Making no bones about it
Bengalis, you'd hear people say, are born to eat fish. This is perhaps truer than the other aphorism that all Bengalis are communists. Rahul Karmakar writes.india Updated: Dec 12, 2011 23:22 IST
Bengalis, you'd hear people say, are born to eat fish. This is perhaps truer than the other aphorism that all Bengalis are communists. My wife is like a fish out of water when it comes to eating a bone-filled (boneful, if you may, as opposed to boneless) fish. And I know at least 40 other Bengalis who either hate fish or are too scared to try them after a traumatic bone-in-the-throat experience.
But Bengalis - and many other east and North-east Indian communities - take to fish as a duck takes to water, and they make no bones about claiming that a fish diet is vegetarian. I love fish in all its varied forms - raw (sushi), boiled, fried, bland, spicy, grilled, roasted, burnt, mashed, fermented and dried - as long as someone cooks it for me.
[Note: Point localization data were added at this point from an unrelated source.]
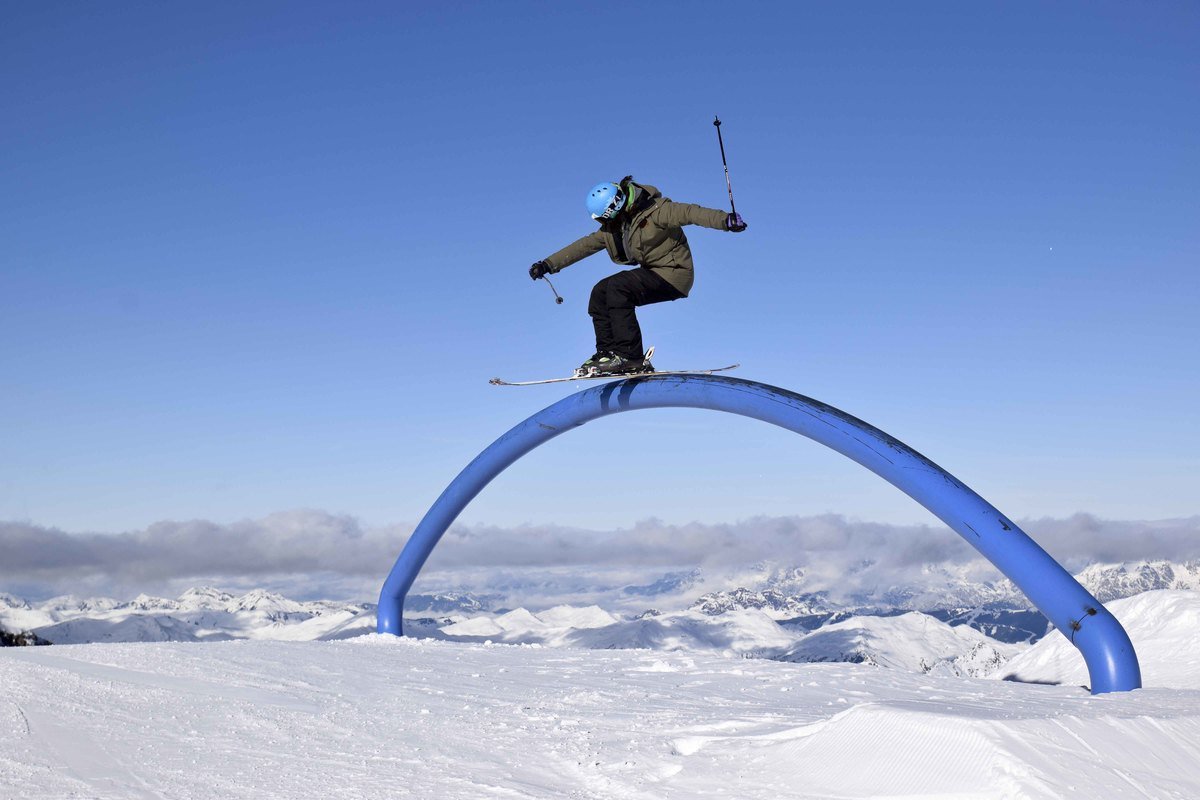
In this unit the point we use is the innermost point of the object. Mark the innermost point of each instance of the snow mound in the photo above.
(915, 642)
(377, 717)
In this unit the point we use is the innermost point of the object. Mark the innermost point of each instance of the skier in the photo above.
(640, 228)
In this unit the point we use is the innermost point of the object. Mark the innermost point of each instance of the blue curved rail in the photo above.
(1105, 647)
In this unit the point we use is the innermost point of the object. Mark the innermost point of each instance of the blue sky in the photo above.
(261, 257)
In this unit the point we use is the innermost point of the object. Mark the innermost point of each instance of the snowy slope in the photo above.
(202, 614)
(913, 642)
(1164, 627)
(389, 717)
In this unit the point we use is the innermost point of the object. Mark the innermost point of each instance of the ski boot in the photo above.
(613, 364)
(589, 366)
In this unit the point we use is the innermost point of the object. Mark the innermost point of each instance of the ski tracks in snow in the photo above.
(390, 717)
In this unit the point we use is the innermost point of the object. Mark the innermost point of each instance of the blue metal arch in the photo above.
(1105, 647)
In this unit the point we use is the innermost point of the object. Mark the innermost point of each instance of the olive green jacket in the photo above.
(648, 233)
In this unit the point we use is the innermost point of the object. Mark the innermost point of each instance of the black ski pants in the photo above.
(612, 305)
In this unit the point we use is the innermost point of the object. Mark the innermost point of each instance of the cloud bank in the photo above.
(334, 554)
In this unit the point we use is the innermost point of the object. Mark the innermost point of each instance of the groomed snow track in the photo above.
(1105, 647)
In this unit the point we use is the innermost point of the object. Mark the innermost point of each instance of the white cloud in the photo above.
(312, 552)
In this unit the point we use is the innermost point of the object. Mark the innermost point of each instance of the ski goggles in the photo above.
(615, 205)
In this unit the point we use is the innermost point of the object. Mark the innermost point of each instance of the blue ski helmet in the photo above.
(605, 200)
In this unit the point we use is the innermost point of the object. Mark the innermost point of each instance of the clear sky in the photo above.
(261, 257)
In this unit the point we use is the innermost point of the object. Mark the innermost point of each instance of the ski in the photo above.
(653, 373)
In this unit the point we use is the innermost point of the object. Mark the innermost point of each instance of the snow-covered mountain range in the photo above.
(379, 716)
(765, 620)
(202, 614)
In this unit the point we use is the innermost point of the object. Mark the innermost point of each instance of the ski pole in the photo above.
(717, 121)
(557, 299)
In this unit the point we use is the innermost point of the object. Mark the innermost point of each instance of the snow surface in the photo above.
(381, 716)
(396, 717)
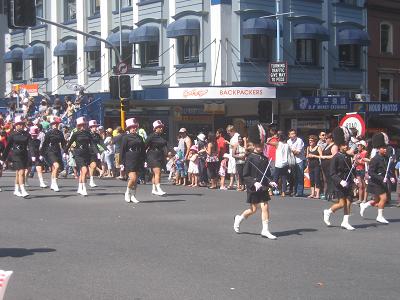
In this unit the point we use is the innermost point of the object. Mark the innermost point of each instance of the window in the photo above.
(349, 56)
(260, 48)
(147, 54)
(69, 10)
(16, 69)
(386, 89)
(67, 65)
(188, 46)
(94, 62)
(94, 7)
(38, 68)
(306, 52)
(386, 38)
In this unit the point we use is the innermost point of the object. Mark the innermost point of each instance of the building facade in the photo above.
(201, 63)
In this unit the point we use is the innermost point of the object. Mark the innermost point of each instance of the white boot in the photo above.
(91, 182)
(363, 207)
(236, 224)
(133, 197)
(128, 195)
(83, 189)
(327, 215)
(160, 192)
(345, 223)
(54, 185)
(380, 218)
(16, 191)
(265, 232)
(24, 193)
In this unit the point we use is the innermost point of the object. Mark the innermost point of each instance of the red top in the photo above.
(360, 163)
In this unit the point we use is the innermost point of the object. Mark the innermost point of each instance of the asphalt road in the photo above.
(64, 246)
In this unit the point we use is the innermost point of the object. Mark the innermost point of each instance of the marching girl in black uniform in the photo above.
(132, 158)
(255, 177)
(95, 156)
(156, 150)
(342, 174)
(379, 174)
(83, 148)
(37, 158)
(20, 143)
(52, 147)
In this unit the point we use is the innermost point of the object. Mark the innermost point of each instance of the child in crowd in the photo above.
(193, 169)
(222, 171)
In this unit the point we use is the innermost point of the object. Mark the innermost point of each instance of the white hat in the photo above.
(93, 123)
(131, 123)
(18, 120)
(80, 121)
(201, 137)
(157, 124)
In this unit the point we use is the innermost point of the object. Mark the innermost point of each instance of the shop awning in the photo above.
(92, 45)
(65, 48)
(33, 52)
(353, 37)
(114, 38)
(183, 27)
(259, 26)
(310, 31)
(144, 34)
(13, 56)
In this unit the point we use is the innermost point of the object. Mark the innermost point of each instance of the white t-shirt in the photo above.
(297, 145)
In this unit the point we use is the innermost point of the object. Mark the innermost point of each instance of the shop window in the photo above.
(188, 46)
(94, 62)
(306, 52)
(67, 64)
(38, 67)
(69, 10)
(16, 69)
(349, 56)
(147, 54)
(260, 48)
(386, 89)
(94, 7)
(386, 38)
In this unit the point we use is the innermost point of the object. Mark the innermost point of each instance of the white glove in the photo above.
(344, 183)
(257, 185)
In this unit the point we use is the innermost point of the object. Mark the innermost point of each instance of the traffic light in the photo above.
(114, 87)
(265, 114)
(21, 13)
(124, 86)
(125, 105)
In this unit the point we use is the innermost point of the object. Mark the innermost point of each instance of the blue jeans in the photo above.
(299, 179)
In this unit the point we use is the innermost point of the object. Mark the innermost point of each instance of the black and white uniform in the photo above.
(132, 152)
(83, 149)
(20, 143)
(376, 172)
(156, 146)
(254, 168)
(53, 144)
(339, 170)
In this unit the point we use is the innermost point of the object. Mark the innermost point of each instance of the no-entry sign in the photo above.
(354, 120)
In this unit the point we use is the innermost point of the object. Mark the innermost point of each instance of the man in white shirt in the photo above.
(296, 145)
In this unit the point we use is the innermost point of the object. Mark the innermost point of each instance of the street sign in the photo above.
(122, 68)
(354, 120)
(278, 72)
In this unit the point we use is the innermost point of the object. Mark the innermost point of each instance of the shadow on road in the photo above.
(21, 252)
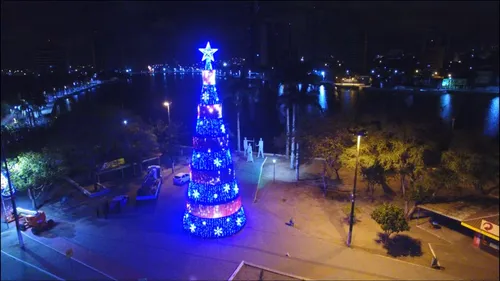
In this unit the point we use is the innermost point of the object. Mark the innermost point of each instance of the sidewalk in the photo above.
(323, 218)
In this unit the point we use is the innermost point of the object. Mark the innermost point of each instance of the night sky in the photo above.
(139, 33)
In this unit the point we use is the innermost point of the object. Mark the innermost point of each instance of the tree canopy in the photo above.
(35, 170)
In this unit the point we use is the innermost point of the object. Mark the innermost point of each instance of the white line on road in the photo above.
(80, 262)
(33, 266)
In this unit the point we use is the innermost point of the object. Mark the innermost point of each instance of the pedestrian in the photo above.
(106, 209)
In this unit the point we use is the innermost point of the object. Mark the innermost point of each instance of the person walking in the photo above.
(106, 209)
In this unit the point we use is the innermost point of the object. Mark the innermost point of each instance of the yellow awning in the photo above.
(480, 231)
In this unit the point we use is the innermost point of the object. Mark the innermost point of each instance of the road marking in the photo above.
(80, 262)
(33, 266)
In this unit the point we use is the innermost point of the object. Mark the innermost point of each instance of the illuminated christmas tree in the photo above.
(214, 206)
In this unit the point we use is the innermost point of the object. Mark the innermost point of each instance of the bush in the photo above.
(346, 209)
(390, 218)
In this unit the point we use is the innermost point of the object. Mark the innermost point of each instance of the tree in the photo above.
(390, 218)
(213, 188)
(86, 140)
(373, 175)
(35, 172)
(329, 142)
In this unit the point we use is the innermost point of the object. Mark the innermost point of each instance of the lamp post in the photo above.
(274, 170)
(353, 195)
(12, 198)
(167, 105)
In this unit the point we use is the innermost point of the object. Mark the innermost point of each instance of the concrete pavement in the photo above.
(322, 218)
(147, 241)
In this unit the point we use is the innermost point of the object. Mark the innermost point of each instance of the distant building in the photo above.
(433, 54)
(50, 56)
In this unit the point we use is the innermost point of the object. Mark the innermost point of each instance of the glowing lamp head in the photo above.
(3, 181)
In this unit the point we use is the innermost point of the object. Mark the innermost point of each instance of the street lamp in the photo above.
(12, 198)
(353, 195)
(274, 170)
(167, 105)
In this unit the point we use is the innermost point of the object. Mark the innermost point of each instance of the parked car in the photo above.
(181, 178)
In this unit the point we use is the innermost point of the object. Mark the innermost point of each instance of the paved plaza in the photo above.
(147, 241)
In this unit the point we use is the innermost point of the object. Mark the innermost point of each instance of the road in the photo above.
(147, 241)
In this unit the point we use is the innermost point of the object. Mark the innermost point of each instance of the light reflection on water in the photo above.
(143, 93)
(281, 90)
(322, 98)
(445, 105)
(491, 122)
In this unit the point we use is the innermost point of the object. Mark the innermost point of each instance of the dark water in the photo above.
(260, 117)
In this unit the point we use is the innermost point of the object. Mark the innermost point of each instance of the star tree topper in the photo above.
(208, 53)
With this, it's proved that I don't intend to bore you with one of those culinary fundas. Instead, I want to share with you something I have mastered - the art of deboning a fish while eating. It's not an art, but the three-letter word makes the mundane sound exotic. And it makes me feel like a big fish.
My wife has two ways to tackle bone-filled fish. She either deep-fries them to make them ultra crisp or makes a series of deep incisions to take the threat out of the bones inside. But eating a toasted or decapitated fish is so unchallenging; it's as easy as shooting fish in a barrel. And I have never been a fish out of water.
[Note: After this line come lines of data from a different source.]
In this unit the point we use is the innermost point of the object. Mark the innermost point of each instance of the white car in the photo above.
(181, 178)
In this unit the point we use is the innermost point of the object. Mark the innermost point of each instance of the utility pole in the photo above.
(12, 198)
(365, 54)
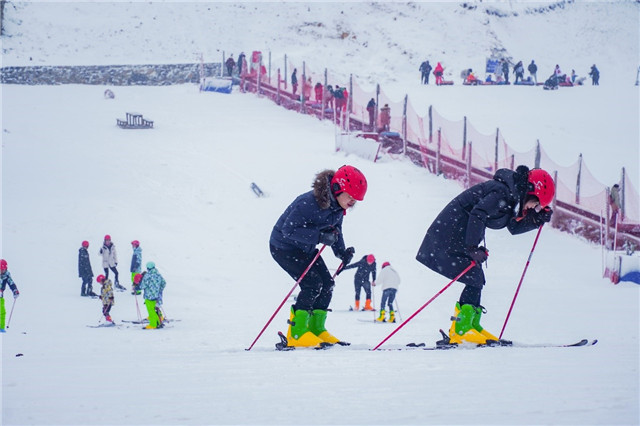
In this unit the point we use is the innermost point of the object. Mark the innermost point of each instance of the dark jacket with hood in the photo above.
(461, 224)
(298, 228)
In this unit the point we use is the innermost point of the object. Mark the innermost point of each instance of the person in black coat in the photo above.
(517, 200)
(366, 266)
(84, 270)
(313, 218)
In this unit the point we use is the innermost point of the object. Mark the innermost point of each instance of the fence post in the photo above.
(438, 171)
(464, 138)
(495, 161)
(578, 179)
(404, 125)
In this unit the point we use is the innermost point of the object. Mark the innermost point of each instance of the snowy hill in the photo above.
(183, 189)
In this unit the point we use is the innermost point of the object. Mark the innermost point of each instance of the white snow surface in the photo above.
(183, 189)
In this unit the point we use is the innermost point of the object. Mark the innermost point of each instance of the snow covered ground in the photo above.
(183, 190)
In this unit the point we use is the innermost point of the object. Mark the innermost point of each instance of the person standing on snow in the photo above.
(110, 260)
(106, 295)
(136, 261)
(517, 200)
(389, 280)
(366, 266)
(85, 271)
(5, 280)
(152, 285)
(313, 218)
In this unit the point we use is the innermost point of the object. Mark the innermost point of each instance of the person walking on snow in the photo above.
(110, 260)
(152, 285)
(136, 261)
(106, 295)
(313, 218)
(366, 266)
(388, 280)
(517, 200)
(85, 271)
(5, 280)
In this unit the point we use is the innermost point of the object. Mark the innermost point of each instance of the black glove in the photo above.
(347, 256)
(329, 236)
(478, 254)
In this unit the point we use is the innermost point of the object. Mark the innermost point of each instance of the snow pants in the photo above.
(316, 288)
(388, 296)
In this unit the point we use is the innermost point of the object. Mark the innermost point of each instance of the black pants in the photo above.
(316, 288)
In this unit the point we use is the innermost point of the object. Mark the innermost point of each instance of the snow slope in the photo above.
(182, 189)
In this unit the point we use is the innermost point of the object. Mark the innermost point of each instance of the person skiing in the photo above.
(313, 218)
(389, 280)
(5, 280)
(366, 266)
(517, 200)
(84, 270)
(110, 260)
(152, 285)
(106, 295)
(136, 261)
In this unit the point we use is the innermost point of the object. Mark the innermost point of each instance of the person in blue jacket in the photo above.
(313, 218)
(517, 200)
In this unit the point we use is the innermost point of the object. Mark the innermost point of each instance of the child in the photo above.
(85, 271)
(389, 280)
(313, 218)
(152, 284)
(106, 295)
(366, 265)
(136, 262)
(5, 280)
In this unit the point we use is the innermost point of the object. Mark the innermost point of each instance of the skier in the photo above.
(152, 284)
(106, 295)
(84, 270)
(313, 218)
(366, 266)
(110, 260)
(5, 280)
(136, 261)
(517, 200)
(389, 280)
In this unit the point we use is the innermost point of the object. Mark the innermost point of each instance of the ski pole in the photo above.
(520, 283)
(11, 313)
(287, 296)
(471, 265)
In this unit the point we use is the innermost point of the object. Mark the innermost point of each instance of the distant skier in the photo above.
(313, 218)
(516, 200)
(388, 280)
(5, 280)
(85, 271)
(365, 267)
(106, 295)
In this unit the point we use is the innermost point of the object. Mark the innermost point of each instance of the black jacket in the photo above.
(461, 225)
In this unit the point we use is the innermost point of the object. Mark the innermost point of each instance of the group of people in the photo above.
(150, 283)
(502, 71)
(518, 200)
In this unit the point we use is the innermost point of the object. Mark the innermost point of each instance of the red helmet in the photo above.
(350, 180)
(543, 186)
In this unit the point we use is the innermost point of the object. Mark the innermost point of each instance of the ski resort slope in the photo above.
(183, 190)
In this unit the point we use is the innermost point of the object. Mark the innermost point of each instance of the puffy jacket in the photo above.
(152, 284)
(298, 228)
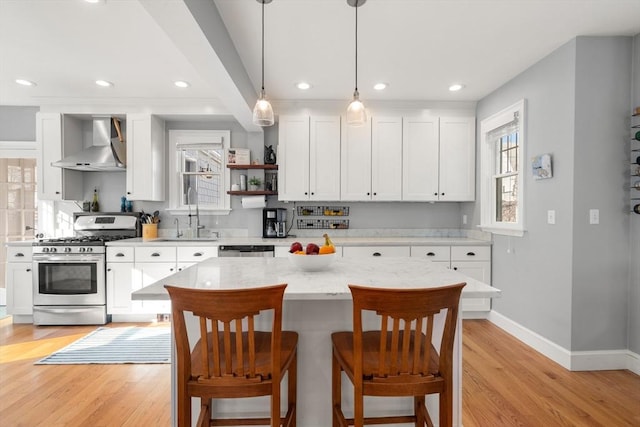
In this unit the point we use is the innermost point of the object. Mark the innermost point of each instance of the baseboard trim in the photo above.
(601, 360)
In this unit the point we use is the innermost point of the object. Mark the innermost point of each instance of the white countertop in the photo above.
(388, 272)
(338, 241)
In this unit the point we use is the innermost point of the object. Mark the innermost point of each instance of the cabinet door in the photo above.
(120, 284)
(19, 282)
(355, 162)
(420, 154)
(324, 158)
(293, 158)
(386, 158)
(457, 159)
(145, 158)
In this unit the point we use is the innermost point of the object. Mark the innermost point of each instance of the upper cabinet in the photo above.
(145, 158)
(309, 158)
(56, 183)
(438, 158)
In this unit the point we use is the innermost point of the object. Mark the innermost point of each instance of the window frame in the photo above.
(197, 137)
(489, 176)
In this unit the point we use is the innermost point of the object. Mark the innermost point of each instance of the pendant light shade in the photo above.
(263, 112)
(356, 113)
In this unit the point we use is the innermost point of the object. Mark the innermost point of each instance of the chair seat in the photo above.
(343, 345)
(263, 353)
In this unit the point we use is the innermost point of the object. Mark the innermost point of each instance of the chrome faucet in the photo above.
(198, 226)
(178, 233)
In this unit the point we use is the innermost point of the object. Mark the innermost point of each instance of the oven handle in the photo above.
(67, 258)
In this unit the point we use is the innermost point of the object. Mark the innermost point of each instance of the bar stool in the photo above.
(399, 359)
(230, 358)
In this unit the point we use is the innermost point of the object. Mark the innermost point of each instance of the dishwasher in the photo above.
(246, 251)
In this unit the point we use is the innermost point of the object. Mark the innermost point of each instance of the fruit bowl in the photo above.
(311, 262)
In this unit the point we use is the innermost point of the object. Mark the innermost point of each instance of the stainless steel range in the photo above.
(69, 286)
I can eat a palm-sized or smaller fish without deboning it. The entire skeleton, crushed by the molars, follows the flesh to the stomach. But there are times when you don't feel like ingesting the calcium. At such times, you need to know how to separate bones from the flesh.
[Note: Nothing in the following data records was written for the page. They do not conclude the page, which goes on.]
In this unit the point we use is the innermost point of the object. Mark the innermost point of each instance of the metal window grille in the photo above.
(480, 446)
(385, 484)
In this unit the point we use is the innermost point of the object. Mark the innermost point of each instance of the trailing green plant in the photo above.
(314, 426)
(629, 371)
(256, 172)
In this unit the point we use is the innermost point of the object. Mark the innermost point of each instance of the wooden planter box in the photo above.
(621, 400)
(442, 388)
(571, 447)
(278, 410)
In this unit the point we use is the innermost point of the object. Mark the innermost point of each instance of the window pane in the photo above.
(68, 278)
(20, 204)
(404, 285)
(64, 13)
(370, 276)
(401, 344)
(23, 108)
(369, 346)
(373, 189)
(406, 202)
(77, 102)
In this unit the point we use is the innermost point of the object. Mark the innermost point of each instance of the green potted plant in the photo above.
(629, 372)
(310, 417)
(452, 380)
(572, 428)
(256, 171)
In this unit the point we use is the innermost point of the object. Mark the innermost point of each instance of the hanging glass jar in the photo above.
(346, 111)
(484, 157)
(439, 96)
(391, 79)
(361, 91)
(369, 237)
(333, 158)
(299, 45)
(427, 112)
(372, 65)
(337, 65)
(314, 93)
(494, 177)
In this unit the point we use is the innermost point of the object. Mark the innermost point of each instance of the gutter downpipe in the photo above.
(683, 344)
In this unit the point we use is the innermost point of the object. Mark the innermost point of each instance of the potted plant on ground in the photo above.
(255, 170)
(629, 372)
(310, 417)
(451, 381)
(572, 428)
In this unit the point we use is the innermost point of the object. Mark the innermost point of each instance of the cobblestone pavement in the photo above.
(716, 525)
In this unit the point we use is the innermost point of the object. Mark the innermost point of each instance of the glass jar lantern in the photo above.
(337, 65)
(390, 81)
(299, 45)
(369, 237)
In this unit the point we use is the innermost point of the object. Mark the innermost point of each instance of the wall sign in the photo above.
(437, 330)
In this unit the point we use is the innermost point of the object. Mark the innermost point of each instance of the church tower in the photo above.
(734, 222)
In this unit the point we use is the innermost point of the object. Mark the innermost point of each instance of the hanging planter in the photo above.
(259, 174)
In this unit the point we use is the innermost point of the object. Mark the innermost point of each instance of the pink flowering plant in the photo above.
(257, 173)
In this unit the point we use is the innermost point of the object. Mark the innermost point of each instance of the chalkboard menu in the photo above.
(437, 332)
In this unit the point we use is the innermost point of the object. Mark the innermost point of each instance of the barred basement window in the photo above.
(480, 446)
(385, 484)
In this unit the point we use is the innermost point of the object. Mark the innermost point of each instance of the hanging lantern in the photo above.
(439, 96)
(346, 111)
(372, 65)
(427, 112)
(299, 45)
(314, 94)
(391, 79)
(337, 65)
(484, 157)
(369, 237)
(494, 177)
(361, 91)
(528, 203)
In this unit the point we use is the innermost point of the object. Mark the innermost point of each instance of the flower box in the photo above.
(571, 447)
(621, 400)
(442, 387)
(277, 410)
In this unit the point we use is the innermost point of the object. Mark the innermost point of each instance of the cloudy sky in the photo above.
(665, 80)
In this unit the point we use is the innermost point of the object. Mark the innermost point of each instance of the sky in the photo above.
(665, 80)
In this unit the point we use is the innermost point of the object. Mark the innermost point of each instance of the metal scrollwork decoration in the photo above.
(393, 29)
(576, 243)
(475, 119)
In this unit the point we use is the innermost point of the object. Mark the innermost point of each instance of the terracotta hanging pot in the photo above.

My talent found expression at a farewell party for a commander of the army's Tezpur-based 4th Corps. On the menu was bhapa ilish, a sesame-loaded steamed delicacy, instead of the standard rohu or katla drowned in a syrupy saalan borrowed from the same stock that yields mutton, chicken or matar-paneer.
"How do you manage such a dangerous fish?" the commander asked, as if I were a queer fish. I grabbed the opportunity to lecture a lieutenant-general on something I was presumably better at.
"There are several ways of tackling a stubborn, prickly fish," I said. "The two-hand technique, for instance, is for novices. This entails holding a chunk of fish in one hand and using the forefinger and thumb of the other hand to pull out the bones. If you gain confidence, try the hand-teeth technique in which your incisors take over the job of extricating bones from the thumb-forefinger duo."
The lieutenant-general gulped as I continued, "The toughest but fastest is the tongue technique. You simply put a chunk of fish, like this hilsa, in your mouth and use the tongue to separate the bones from the flesh." The army officer probably sensed I was fishing for compliments. "Interesting, but you can keep your techniques to yourself. I have other fish to fry," he said. "Besides, I am a vegetarian."
Fish and non-vegetarian? Go tell that to a Bengali, an Assamese or a Manipuri.